Aquavit Café NYC

August 14, 2008

On August 8, 2008, Linda and I went to the Aquavit Café for a light dinner before a performance of Pete Gurney’s new play, Buffalo Gal at Primary Stages on East 59th Street. The café is in the front of the new Aquavit establishment, which also includes the Aquavit Dining Room, where we had dined the evening before, the lounge-bar and a private dining room.

For aperitif Linda had a glass of the Chapuy “Cuvée Aquavit” Brut Grand Cru  champagne and I had a Midtown Martini: cucumber aquavit, dry vermouth, sea salted cucumber wheels.   We ordered a bottle of Domaine Força Real, a pleasant Langedoc red wine. An amuse-gueule of a paté of salmon with thin toast ovals arrived.  

Linda started with the
three kinds of salmon, Jansson’s temptation
There was a generous pile of thinly sliced smoked salmon with a dab of dill mustard sauce; a round of salmon cooked with oriental spices, served with dabs of black and white sauces and salmon tartare on a bed of crème fraiche with cucumber ribbons. Alongside was a bowl of Jansson’s temptation: shredded potato, anchovies, bread crumbs and crème fraiche.  
My first course was
frisee, chorizo, lemon juice

There was plenty of octopus and spicy sausage amidst the greens. I enjoyed it even if it was more Spanish than Swedish.
Linda’s main course was
sautéed potatoes, mustard cream, egg yolk

The beef and potatoes had been coarsely diced and browned. A glob of chopped cooked cabbage was served with it. Linda was instructed to add the egg yolk and mix just before eating to get the right texture. She was also supposed to use the bowl of crème fraiche with mustard, but didn’t. She was disappointed with the dish. She had ordered it thinking that it would be the most interesting Swedish meat on the short café menu, but it really didn’t rise above beef and potato cubes.
My main course was the evening’s special:
Flageolet beans, fava beans

This was excellent. The braised lamb shank had been shredded and formed into a cube. It was then heavily browned on all sides forming a delicious crust. The flageolets, a traditional French accompaniment for lamb, were perfect, but the too-large fava beans added nothing.
We skipped dessert; I had a very good espresso and we went off to the play, which we enjoyed a lot.

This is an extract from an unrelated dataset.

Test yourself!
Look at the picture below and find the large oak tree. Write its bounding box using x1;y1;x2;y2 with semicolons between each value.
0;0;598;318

The meal had been very pleasant. The cuisine was carefully thought out and prepared even though this is the lower-priced informal room. But it is not at all in the same category as the Aquavit Dining Room next door. The service was excellent and it was quiet as there were not many customers on this early August Friday evening. The waitress told us that the Café does a big weekday lunch business.